Same issue 12 months ago:
- no PPE and now it’s everywhere
- no general COVID-19 testing allowed and now it’s everywhere
It’s the nature of pandemics when supply does not equal demand in a state of anxiety.
Once CSL comes online we will be OK. Until then it’s rationing and triage.

Rural GP   18/03/2021 8:31:21 AM

We were inundated with calls yesterday. We have no explanation for patients . Once again its Government /DoH failing to respect or understand General Practice. They have stuffed up the booking system, and stuffed up the rollout ( so far) because they really do no understand Primary health care, or working with independent Professionals. So with bluster and politics, they will make it appear General Practices are behind. We are babes in the woods when it comes to PR. Can the College and the AMA go on the offensive, without diluting the good vaccine messages please .

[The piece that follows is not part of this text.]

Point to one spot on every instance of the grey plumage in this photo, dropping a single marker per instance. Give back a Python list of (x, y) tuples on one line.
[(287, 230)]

Dr Ian Mark Light   18/03/2021 9:35:03 AM

It will be large vaccination centres like the some hospitals the Melbourne Convention Centre and Exhibition Building that will have to do the millions of vaccinations with outreach vaccination ambulances .
The General Practices have not the room
for huge vaccine coverage .
It will a “Dunkirk “ type operation large vaccination centres medium and small vaccination centres combined and intergrated .
It would be great if CSL could produce different vaccines like Novovax - Merk is helping Johnson and Johnson and for export to the poorer Asia Pacific Nations - Papua New Guinea is struggling for example .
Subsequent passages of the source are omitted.